Netflix packed on 3.3 million new members worldwide in the second quarter of 2015 — a company record for the historically weak period — and beat Wall Street earnings estimates.
The company’s net gain of 3.3 million streaming members, bringing it to total of 65.6 million, was nearly double the 1.7 million net adds in the year-ago quarter. Netflix had forecast 2.5 million new subs for Q2 2015 (600,000 in the U.S. and 1.9 million overseas); it reported 900,000 domestic and 2.37 million international net adds for the quarter.
In a letter to shareholders, CEO Reed Hastings and CFO David Wells said the higher-than-expected subscriber gains were “fueled by the growing strength of our original programming slate.” During the quarter, Netflix premiered the first seasons of “Marvel’s Daredevil,” “Sense8” from the Wachowski siblings, DreamWorks Animation’s “Dragons: Race to the Edge” and “Grace and Frankie,” as well as season three of “Orange Is the New Black.”
Netflix shares jumped more than 10% in after-hours trading Wednesday on the news. The strong results come after the No. 1 subscription-video provider notched a record 4.9 million net increase in subs worldwide for the first three months of 2015.
The execs said U.S. revenue growth also was driven by a 5% year-over-year increase in average selling price, as new subscribers opted for Netflix’s $8.99-per-month two-stream plan.

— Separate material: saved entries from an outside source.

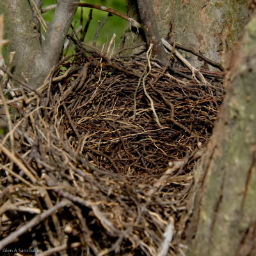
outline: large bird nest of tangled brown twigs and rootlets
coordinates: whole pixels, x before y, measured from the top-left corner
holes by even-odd
[[[206,72],[206,84],[180,70],[84,50],[36,92],[2,97],[13,124],[0,145],[1,250],[182,250],[193,167],[225,90],[218,74]]]

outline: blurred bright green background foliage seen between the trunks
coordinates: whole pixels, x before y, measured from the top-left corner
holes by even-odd
[[[112,8],[118,12],[126,13],[125,0],[86,0],[86,1],[81,1],[81,3],[99,4],[99,5],[103,5],[103,6]],[[56,4],[56,1],[55,0],[43,0],[43,7],[51,5],[51,4]],[[90,8],[83,8],[84,24],[86,23],[89,12],[90,12]],[[51,10],[47,13],[44,13],[43,16],[44,16],[45,20],[47,20],[47,22],[50,22],[53,14],[54,14],[54,10]],[[92,45],[95,33],[99,26],[98,21],[101,22],[102,20],[104,20],[104,18],[107,15],[108,15],[108,12],[102,12],[100,10],[93,9],[92,20],[90,21],[90,26],[88,28],[88,32],[84,38],[84,42],[86,42],[86,44]],[[81,16],[81,7],[79,7],[77,9],[76,15],[74,17],[74,21],[72,23],[73,25],[76,24],[76,28],[80,24],[80,16]],[[121,19],[120,17],[118,17],[116,15],[109,17],[106,24],[104,24],[103,28],[100,30],[99,38],[97,40],[96,46],[99,48],[102,47],[104,42],[106,42],[107,37],[108,37],[108,41],[109,41],[111,39],[111,37],[113,36],[113,33],[115,33],[116,34],[115,44],[116,44],[116,47],[118,47],[121,36],[124,32],[125,24],[126,24],[126,20]]]

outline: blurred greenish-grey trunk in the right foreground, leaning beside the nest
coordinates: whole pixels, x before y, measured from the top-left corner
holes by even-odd
[[[236,79],[195,171],[188,255],[256,255],[256,17],[228,72]],[[195,199],[195,200],[194,200]]]

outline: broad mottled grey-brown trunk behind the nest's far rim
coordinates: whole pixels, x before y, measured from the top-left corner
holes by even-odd
[[[135,2],[127,0],[128,15],[140,20]],[[173,42],[173,29],[175,42],[190,47],[219,63],[223,63],[226,52],[233,49],[241,38],[248,18],[248,0],[151,0],[151,2],[161,37]],[[141,36],[136,36],[137,31],[133,32],[131,33],[130,27],[127,26],[122,47],[129,47],[143,40]],[[214,69],[189,52],[186,52],[186,58],[195,67]]]

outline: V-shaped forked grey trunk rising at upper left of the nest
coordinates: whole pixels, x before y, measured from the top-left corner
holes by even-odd
[[[0,1],[0,12],[4,15],[5,35],[10,42],[7,52],[15,51],[15,74],[26,78],[37,88],[58,63],[68,28],[76,12],[79,0],[58,0],[45,41],[41,45],[28,0]]]

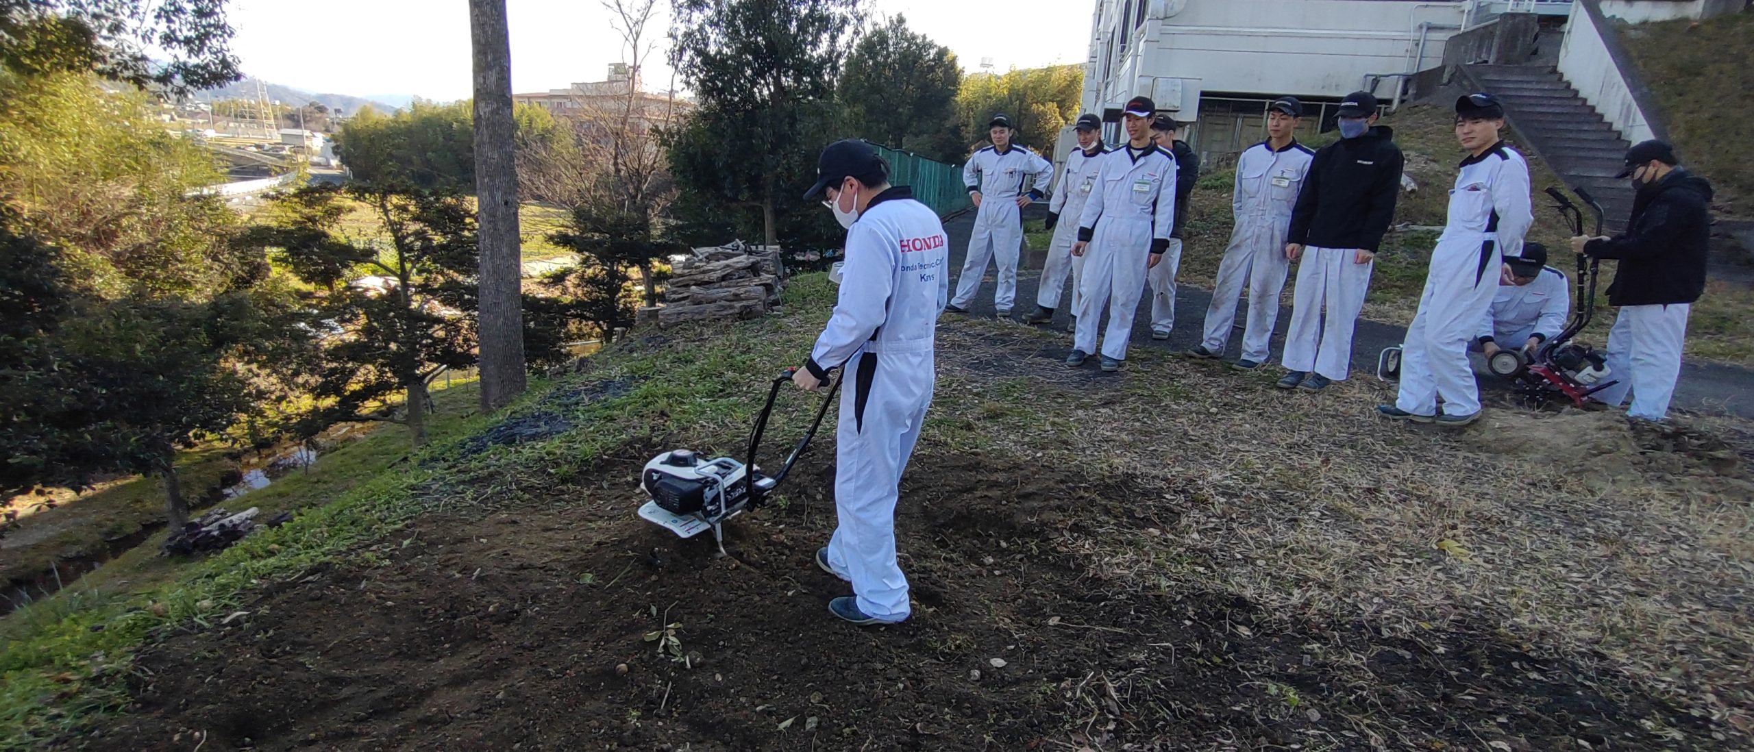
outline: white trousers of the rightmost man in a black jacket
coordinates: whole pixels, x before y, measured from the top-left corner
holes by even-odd
[[[1631,391],[1626,417],[1661,421],[1680,377],[1680,347],[1687,340],[1693,303],[1622,305],[1608,330],[1608,379],[1617,384],[1593,394],[1619,407]]]

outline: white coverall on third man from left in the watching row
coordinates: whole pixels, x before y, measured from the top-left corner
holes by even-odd
[[[1089,245],[1084,247],[1072,347],[1096,352],[1096,328],[1107,305],[1102,354],[1124,361],[1151,251],[1168,247],[1175,228],[1175,158],[1151,145],[1144,153],[1119,147],[1100,160],[1096,189],[1079,217],[1079,238],[1087,238]]]

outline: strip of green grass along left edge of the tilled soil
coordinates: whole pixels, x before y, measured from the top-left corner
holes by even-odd
[[[745,375],[800,361],[833,300],[826,275],[805,275],[786,291],[788,309],[803,314],[665,333],[710,340],[702,347],[647,352],[640,340],[610,347],[596,356],[591,379],[623,379],[631,389],[574,407],[567,417],[582,428],[545,442],[463,458],[458,440],[495,419],[472,415],[472,386],[438,393],[444,415],[428,424],[431,445],[412,458],[405,435],[379,431],[323,458],[309,477],[282,479],[240,500],[268,514],[303,508],[291,522],[189,563],[156,559],[142,547],[21,608],[0,622],[0,750],[40,748],[96,715],[123,710],[130,656],[154,629],[210,626],[270,580],[370,557],[374,545],[396,545],[391,533],[414,515],[484,512],[530,503],[533,494],[549,498],[554,484],[614,482],[589,470],[605,452],[668,438],[651,435],[651,426],[691,426],[695,449],[703,452],[738,449],[766,389]],[[554,410],[540,401],[540,391],[531,389],[500,417]],[[814,398],[786,398],[775,407],[775,426],[802,426],[814,407]],[[775,445],[786,440],[774,438]]]

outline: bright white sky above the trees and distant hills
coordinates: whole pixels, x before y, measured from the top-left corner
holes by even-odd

Netflix posted revenue of $1.64 billion, an increase of 23% year over year, in line with Wall Street expectations. The company posted earnings of 6 cents per share, versus analyst forecasts of 4 cents; the EPS figures are adjusted for Netflix’s 7-for-1 stock split, which took effect Wednesday. Netflix reported net income of $26.3 million, versus $71.0 million in Q2 2014.
According to the company, almost 90% of Netflix members have watched original content, “another indicator that we are on the right path,” Hastings and Wells wrote in the letter.
Netflix “will devote more investment to originals both in absolute dollars and percentage terms” going forward, including TV series, documentaries and standup specials as well as original films, the execs added. Netflix’s global content spending will approach $5 billion in 2016 on a profit/loss basis (representing about $6 billion cash).
In Q2, Netflix spent $1.27 billion on additions to its streaming-content library, up 57% from $813 million in the year-earlier period.
Netflix has set an aggressive global-expansion goal of launching in 200 countries by the end of 2016. Hastings, on a call with Wall Street analysts, said the company’s only new international markets for the remainder of this year will be those it has previously announced: Japan in Q3, followed by Italy, Spain and Portugal in October.
Earlier Wednesday, Netflix disclosed in an FCC filing that it will support Charter Communications’ bid for Time Warner Cable, given that Charter has pledged not to charge content companies interconnection fees through at least the end of 2018. Charter’s commitment “ensures that all online video providers can aggressively compete for consumers’ favor, without selective and increasing fees paid to ISPs,” Hastings and Wells wrote.
On the earnings call, Hastings said Netflix would want to see regulators require a similar condition on AT&T to not charge content-delivery fees as part of approving its acquisition of DirecTV.
Netflix had objected to Comcast’s previous play for TW Cable on the grounds that the deal would give the No. 1 cable operator too much market power; Netflix has an agreement with Comcast under which it pays the MSO for dedicated Internet connections.